No matter how far one deviates from IEEE754, it is fundamentally impossible to "get 100% accuracy".

It is not possible to store one-tenth in a binary floating point number, because one-tenth cannot be written as a finite sum of powers-of-two. All number systems have the same problems for certain values.

Is there someone on these forums who can tell me what'where those switches are, to steer me in the right direction, to prevent floating point overflow and underflow via setting(s) from the outset, kindly?

There is fundamentally no way to prevent overflow or underflow in any finite representation. There will always be a number whose representation is too big or too small in magnitude, to fit in the allotted space.

The only thing that "fast math" changes is that intermediate results may be held at a somewhat higher precision.

This is broadly untrue, at least for the major three compilers. Perhaps most importantly, fast math options also allow the compiler to reorder and reassociate floating point operations in a way that is compatible with SIMD, but there are other effects too

I meant the only thing "fast math" changes with respect to how much floating-point "precision" you get.

-ffast-math implies a number of options, yes. And -fexcess-precision=fast is one of them.

-fexcess-precision=fast means that operations may be carried out in a wider precision than the types specified in the source if that would result in faster code, and it is unpredictable when rounding to the types specified in the source code takes place. On the x86, it has no effect if -mfpmath=sse or -mfpmath=sse+387 is specified

(it allows the compiler to keep the full 80 bit precision of the x87 FPU and only truncate the final result to 64 or 32 bits; but that doesn't work if SSE-FP is used, because SSE-FP is limited to 32 or 64 bit anayway)

The default switches are conservative and cause the compiler to generate code that preserves as much precision as possible in intermediate results. Using any switch explicitly will at best not lose any precision. Pretty much all switches lose precision in favor of speed.

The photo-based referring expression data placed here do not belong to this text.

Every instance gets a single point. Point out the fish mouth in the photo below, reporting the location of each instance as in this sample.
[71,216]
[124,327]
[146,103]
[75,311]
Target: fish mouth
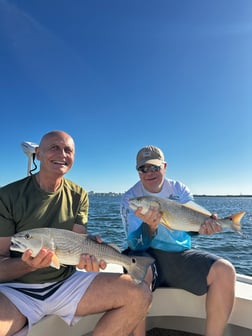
[62,163]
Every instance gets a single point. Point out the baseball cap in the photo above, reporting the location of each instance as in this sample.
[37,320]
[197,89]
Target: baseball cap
[149,155]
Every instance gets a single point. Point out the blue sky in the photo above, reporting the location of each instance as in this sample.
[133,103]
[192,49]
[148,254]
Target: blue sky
[119,75]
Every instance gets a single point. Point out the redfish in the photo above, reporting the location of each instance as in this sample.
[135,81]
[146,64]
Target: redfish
[68,246]
[184,217]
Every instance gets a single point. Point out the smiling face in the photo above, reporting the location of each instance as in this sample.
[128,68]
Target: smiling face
[153,180]
[56,153]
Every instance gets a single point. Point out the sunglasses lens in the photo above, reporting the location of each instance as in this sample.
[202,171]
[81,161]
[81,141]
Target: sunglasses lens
[147,169]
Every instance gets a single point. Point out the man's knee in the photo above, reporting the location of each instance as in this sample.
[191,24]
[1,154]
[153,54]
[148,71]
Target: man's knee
[221,270]
[11,318]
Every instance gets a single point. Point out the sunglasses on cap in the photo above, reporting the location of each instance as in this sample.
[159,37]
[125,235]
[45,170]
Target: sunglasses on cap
[149,169]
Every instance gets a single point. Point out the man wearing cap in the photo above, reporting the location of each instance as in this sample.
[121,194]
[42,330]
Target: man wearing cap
[177,264]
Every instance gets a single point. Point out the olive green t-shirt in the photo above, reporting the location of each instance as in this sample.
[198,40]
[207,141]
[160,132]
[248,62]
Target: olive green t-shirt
[23,205]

If you need to process exact fractional values, you should use either a Rational type that stores the numerator and denominator of a rational number, or a decimal floating point type.

Rational:
Pros:
* Can represent difficult values such as 1/3 and 1/10 exactly.
* Implementation is simple.
Cons:
* Does not lose precision at all through intermediate calculations and it's very difficult to make it lose that precision, so you end up stuck when you have 2147483646/2147483647 and you can't operate on the value anymore without causing an integer overflow.

Decimal floating point:
Pros:
* Can represent common values such as negative powers of 10 exactly. This makes it commonly used for example in monetary applications.
* Does lose insignificant digits during intermediate calculations, so overflows are not a problem.
Cons:
* Implementation is more complex.
* Still cannot represent certain fractions such as 1/3 or 1/7 exactly.